Pisang juga cocok dikembangkan karena bisa ditanam di mana pun, bernilai tinggi, bukan barang murah. Produk turunan juga banyak. Ada tepung pisang. Bisa dibikin cemilan. Kandungan karbohidrat juga tinggi, sehingga jika dikaitkan dengan ketahanan pangan pisang bisa menjadi salah satu alternatif pengganti nasi.
Yang jadi masalah, budidaya pisang di Indonesia umumnya masih tradisional. Artinya, masih mengandalkan anakan pisang untuk regenerasi pohon.“Padahal kalau sudah tiga kali anakan, kualitas dan kuantitas buahnya sudah menurun. Mereka (para petani tradisional – Red.) berpikir asal enggak mati ya tanam terus,” kata Jovian.
Pisang ditanam di daerah Sukabumi, Jawa Barat. Tidak jauh dari Geopark Ciletuh. Wilayah itu sendiri selama ini dikenal sebagai sentra pisang juga.Di Sukabumi ia merencanakan membuat semacam desa binaan khusus pisang. Bibitnya dari kultur jaringan sehingga tahan penyakit. Kualitas juga terjaga.
Pembinaan dilakukan mulai dari prapanen sampai pascapanen. Yang jadi masalah biasanya saat pascapanen. Saat dipetik bagus, tapi handling dan proses seterusnya bikin kualitas pisang kurang bagus. Sunpride bisa bagus karena penanganan pascapanen bagus,” kta Jovian.
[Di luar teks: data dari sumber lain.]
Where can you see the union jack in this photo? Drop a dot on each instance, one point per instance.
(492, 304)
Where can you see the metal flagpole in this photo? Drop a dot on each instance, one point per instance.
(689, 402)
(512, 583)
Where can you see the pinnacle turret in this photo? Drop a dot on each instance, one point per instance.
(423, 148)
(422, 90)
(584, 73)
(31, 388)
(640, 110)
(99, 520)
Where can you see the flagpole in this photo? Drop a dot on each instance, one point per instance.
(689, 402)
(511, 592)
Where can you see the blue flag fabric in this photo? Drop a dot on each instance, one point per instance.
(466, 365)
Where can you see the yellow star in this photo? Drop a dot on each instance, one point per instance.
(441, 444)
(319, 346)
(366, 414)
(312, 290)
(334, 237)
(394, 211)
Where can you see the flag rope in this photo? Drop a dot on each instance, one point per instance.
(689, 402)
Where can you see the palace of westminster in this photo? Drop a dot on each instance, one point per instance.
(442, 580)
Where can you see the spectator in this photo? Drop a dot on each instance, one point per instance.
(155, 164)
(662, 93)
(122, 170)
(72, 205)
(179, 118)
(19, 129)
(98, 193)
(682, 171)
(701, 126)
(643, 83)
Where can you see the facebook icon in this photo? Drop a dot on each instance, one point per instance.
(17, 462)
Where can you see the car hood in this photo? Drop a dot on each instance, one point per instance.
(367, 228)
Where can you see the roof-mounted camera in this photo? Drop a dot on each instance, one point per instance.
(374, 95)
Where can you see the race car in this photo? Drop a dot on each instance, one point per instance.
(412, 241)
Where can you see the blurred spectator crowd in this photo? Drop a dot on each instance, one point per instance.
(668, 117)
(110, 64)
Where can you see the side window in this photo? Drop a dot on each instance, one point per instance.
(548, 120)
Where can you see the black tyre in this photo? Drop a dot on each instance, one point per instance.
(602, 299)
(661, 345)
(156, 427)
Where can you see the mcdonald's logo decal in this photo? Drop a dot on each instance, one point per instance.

Jenis pisang yang sudah dikembangkan ada tiga jenis.Yakni pisang tanduk, rajabuluh, dan ambon. “Kami mencoba mengangkat pisang lokal. Kami juga berencana mengembangkan jenis barangan dan emas. Fokus di lima jenis itu dulu,” tutur Jovian sambil bercerita bahwa di ITB ternyata sudah ada pusat riset khusus pisang, Banana Center, bekerja sama dengan Universitas Udayana, Bali.
Melihat hasil yang diperoleh dan rencana ke depan Jovian, siapa bilang pertanian tak bisa diandalkan secara materi?